We have come to expect some sort of political disaster or environmental disaster or wars and tortures with a fairly strong regularity of tempo and beat. In August I was beset with the strong sense that I was to very soon die. Perhaps I am, but it became clear within three months that it was not I, but my father who had this appointment in Samarra with death.
We are marching in a danse macabre, are we not? Every bloody holiday that comes along is ruined by some sort of nonsense  born of the ideology of the weak-minded, fearful, and clueless.

When disasters are everywhere, and you realize that we cannot escape them, whether they be fiscal cliffs or debt ceilings or wars in the Middle East.... Cannot! We cannot escape!
THEN
and only then can you realize that we have been living a scenario of death and destruction which was made up before our birth, and which we studied as eager catechumens, and by which we have lived our entire lives so far.
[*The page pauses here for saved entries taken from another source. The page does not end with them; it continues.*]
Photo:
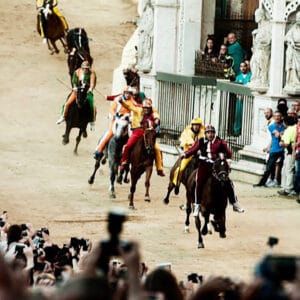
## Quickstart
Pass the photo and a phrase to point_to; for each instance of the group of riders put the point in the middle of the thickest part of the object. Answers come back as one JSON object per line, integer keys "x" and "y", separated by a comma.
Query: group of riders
{"x": 196, "y": 138}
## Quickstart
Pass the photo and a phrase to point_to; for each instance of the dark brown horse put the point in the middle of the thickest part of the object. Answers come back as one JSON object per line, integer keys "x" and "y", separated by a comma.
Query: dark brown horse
{"x": 79, "y": 115}
{"x": 213, "y": 200}
{"x": 141, "y": 160}
{"x": 184, "y": 175}
{"x": 78, "y": 49}
{"x": 54, "y": 29}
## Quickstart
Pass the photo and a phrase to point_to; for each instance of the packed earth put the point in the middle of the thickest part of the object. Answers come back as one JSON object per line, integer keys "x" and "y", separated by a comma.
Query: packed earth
{"x": 44, "y": 183}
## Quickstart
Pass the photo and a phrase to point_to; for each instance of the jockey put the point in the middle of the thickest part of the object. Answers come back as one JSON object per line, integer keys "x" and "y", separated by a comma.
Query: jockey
{"x": 87, "y": 76}
{"x": 141, "y": 116}
{"x": 115, "y": 109}
{"x": 211, "y": 147}
{"x": 189, "y": 136}
{"x": 41, "y": 4}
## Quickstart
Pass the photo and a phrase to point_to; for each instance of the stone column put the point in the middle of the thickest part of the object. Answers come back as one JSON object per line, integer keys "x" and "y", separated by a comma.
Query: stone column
{"x": 277, "y": 49}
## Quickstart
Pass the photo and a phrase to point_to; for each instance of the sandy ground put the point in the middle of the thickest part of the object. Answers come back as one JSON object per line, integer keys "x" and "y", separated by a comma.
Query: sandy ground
{"x": 42, "y": 182}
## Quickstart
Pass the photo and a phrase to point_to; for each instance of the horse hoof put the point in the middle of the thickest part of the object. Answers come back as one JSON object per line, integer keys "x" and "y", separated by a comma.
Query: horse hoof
{"x": 186, "y": 229}
{"x": 200, "y": 245}
{"x": 112, "y": 196}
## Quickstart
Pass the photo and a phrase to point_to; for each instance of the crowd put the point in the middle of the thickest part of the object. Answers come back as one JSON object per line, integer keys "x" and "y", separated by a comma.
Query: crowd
{"x": 282, "y": 166}
{"x": 33, "y": 267}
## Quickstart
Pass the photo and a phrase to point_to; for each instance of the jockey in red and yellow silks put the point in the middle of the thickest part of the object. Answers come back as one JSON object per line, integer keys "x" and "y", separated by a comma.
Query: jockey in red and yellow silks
{"x": 141, "y": 115}
{"x": 189, "y": 136}
{"x": 40, "y": 4}
{"x": 88, "y": 76}
{"x": 115, "y": 108}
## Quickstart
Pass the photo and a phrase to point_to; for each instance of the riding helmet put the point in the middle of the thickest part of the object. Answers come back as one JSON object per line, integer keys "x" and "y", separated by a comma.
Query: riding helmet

Some, like the poor Rev. Camping, have their End of the World and the Second Coming, and they have it embarassingly over and over; some have war after war after war; some have futile surrogate wastes like "wars" on drugs and other things they have demonized...
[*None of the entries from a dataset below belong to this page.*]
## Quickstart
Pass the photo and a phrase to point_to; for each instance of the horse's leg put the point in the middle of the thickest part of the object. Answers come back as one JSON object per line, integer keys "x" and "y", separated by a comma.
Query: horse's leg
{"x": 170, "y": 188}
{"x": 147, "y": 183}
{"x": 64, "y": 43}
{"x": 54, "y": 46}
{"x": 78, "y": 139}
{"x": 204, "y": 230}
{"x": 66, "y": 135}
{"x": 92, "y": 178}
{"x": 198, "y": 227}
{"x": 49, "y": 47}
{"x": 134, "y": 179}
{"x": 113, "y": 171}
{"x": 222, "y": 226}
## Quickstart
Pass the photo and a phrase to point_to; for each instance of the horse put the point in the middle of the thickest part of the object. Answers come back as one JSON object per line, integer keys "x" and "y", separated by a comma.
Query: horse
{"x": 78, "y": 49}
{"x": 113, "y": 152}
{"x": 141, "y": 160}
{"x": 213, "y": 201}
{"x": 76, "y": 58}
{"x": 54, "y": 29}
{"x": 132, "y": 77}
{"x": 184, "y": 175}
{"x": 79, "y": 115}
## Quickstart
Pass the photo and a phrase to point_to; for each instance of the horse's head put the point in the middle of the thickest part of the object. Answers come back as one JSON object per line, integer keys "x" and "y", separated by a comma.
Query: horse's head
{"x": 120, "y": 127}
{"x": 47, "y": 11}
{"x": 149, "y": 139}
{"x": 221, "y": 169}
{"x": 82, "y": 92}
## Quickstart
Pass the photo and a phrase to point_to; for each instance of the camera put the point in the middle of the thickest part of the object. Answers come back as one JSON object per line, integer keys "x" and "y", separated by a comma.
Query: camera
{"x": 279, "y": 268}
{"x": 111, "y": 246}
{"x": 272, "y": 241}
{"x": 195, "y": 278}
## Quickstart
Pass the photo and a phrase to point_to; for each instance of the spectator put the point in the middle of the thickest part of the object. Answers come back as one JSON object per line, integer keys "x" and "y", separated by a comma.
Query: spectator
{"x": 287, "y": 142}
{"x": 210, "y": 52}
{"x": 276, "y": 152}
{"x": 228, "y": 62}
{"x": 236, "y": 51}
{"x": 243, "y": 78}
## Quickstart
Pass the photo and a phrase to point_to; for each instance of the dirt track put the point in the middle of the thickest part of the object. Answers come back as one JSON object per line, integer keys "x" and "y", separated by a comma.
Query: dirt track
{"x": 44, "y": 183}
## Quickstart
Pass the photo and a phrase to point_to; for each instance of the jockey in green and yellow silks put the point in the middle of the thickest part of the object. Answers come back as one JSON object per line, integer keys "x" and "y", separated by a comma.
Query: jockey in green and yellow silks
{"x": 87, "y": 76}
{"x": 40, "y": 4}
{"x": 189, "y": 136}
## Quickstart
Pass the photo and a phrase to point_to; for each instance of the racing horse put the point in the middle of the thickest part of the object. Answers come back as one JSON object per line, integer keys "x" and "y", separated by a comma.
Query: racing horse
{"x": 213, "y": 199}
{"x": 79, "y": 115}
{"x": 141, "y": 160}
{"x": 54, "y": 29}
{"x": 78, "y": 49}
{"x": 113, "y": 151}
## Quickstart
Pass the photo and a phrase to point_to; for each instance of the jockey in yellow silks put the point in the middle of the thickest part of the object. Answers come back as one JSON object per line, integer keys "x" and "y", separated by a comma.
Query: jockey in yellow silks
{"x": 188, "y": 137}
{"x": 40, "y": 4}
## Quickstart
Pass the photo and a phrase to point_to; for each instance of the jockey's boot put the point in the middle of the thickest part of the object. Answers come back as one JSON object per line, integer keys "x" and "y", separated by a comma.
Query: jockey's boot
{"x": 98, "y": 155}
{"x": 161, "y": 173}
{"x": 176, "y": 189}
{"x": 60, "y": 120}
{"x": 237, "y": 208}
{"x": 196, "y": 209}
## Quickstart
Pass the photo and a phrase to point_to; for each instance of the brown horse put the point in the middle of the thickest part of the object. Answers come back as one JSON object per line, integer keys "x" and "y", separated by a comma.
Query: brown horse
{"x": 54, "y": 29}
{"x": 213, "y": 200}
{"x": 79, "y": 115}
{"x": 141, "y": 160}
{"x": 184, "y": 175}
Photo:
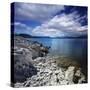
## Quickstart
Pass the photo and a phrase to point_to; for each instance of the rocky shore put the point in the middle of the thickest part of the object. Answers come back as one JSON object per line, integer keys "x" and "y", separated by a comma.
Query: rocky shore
{"x": 33, "y": 67}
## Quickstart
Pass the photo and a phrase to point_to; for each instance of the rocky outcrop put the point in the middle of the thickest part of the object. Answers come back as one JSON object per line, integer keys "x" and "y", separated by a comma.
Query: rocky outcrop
{"x": 24, "y": 52}
{"x": 34, "y": 68}
{"x": 50, "y": 74}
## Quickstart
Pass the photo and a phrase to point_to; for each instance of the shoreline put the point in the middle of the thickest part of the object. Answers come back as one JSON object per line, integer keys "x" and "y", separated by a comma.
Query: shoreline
{"x": 33, "y": 67}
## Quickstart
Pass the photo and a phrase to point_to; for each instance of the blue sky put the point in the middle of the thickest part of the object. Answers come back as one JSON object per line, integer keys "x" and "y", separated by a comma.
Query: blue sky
{"x": 50, "y": 20}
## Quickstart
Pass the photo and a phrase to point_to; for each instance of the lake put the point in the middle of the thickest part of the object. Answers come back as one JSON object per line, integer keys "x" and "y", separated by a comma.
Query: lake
{"x": 70, "y": 47}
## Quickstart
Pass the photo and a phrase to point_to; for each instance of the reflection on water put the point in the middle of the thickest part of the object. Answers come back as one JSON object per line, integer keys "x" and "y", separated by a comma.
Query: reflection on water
{"x": 66, "y": 47}
{"x": 76, "y": 48}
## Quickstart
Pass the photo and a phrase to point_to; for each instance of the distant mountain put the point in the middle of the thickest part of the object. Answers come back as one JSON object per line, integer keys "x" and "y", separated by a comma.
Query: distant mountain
{"x": 23, "y": 35}
{"x": 30, "y": 36}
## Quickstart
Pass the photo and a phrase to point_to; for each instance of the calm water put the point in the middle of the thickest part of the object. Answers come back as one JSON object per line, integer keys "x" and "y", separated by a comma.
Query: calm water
{"x": 66, "y": 47}
{"x": 75, "y": 48}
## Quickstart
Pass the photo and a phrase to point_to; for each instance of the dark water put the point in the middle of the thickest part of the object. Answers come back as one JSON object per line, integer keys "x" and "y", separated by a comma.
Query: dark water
{"x": 74, "y": 47}
{"x": 67, "y": 47}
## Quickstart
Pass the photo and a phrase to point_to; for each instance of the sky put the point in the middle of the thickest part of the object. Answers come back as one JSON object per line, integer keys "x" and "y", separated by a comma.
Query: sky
{"x": 49, "y": 20}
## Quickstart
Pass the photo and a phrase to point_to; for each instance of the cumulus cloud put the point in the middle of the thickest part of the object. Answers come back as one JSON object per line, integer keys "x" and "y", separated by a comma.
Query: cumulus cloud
{"x": 21, "y": 28}
{"x": 62, "y": 25}
{"x": 40, "y": 12}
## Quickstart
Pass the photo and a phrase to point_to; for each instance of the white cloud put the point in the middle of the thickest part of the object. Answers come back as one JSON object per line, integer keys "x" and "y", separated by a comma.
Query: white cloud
{"x": 61, "y": 25}
{"x": 36, "y": 11}
{"x": 21, "y": 28}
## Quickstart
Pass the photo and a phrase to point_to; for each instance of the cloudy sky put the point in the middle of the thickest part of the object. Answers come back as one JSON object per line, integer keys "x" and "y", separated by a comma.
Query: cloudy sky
{"x": 50, "y": 20}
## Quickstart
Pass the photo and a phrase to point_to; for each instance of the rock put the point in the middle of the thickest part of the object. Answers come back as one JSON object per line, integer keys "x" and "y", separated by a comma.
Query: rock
{"x": 69, "y": 74}
{"x": 34, "y": 68}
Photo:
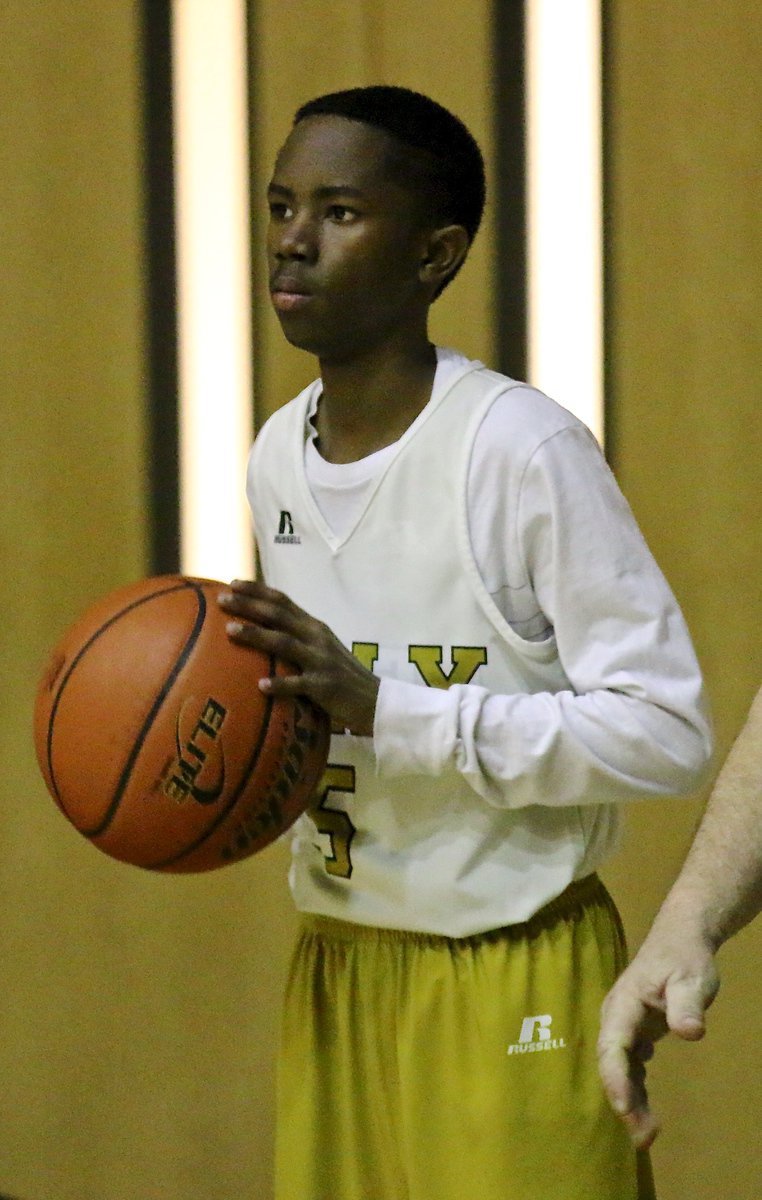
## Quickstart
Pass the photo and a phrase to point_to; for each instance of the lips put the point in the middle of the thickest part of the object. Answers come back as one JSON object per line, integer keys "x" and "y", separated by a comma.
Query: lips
{"x": 288, "y": 293}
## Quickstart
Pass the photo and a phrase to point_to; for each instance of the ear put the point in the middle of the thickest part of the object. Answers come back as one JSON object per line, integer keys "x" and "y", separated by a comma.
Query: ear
{"x": 443, "y": 255}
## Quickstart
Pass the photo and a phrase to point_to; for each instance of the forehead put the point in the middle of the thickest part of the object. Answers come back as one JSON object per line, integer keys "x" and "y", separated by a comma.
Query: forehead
{"x": 334, "y": 151}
Inevitability is a literary device.
It is alien to God's will.
Nothing really dies forever, and nothing is disastrously vile and evil, except that which we choose to allow to be so.

I told a friend this. He said, "What if a comet were to strike the Earth and destroy life? Wouldn't that be a great evil beyond our free will and choice?"



I do not think so. Life paces with life everywhere. When we have achieved the intelligence to protect ourselves from destruction from space debris, we should be spending time and effort to do so, not wasting money on greedy pursuits. We are technologically advanced. If bad things happen which we could have addressed by our technology, but did not do so, then we made our choice: the wrong choice, but we freely made it, and once again in our time we have chosen evil.

The Pride and Arrogance of Death depends upon our continued ignorance and fear.

DEATH be not proud, though some have called thee   
Mighty and dreadfull, for, thou art not so,   
For, those, whom thou think'st, thou dost overthrow,   
Die not, poore death, nor yet canst thou kill me.   
From rest and sleepe, which but thy pictures bee,            
Much pleasure, then from thee, much more must flow,   
And soonest our best men with thee doe goe,   
Rest of their bones, and soules deliverie.   
Thou art slave to Fate, Chance, kings, and desperate men,   
And dost with poyson, warre, and sicknesse dwell,     
And poppie, or charmes can make us sleepe as well,   
And better then thy stroake; why swell'st thou then;   
One short sleepe past, wee wake eternally,     

And death shall be no more; death, thou shalt die.

May death itself die? Again, an irony that makes me happy, for I have learned to embrace the ironic, knowing everything will change: the bad to good, but also the good to bad.
The only way to avoid the ironic change from good to bad is to be so thoroughly humble that one's good estate does not even dawn into one's consciousness.
This requires long discipline in the present day.
This is the goal of religion, all religion. It is the basis of the Golden Rule, for we cannot even approach the morality of that Rule unless we are able to live unfettered by the idol of  "self-awareness"  (best exemplified in the endless Cult of Celebrity on TV and in print) we have set up for ourselves.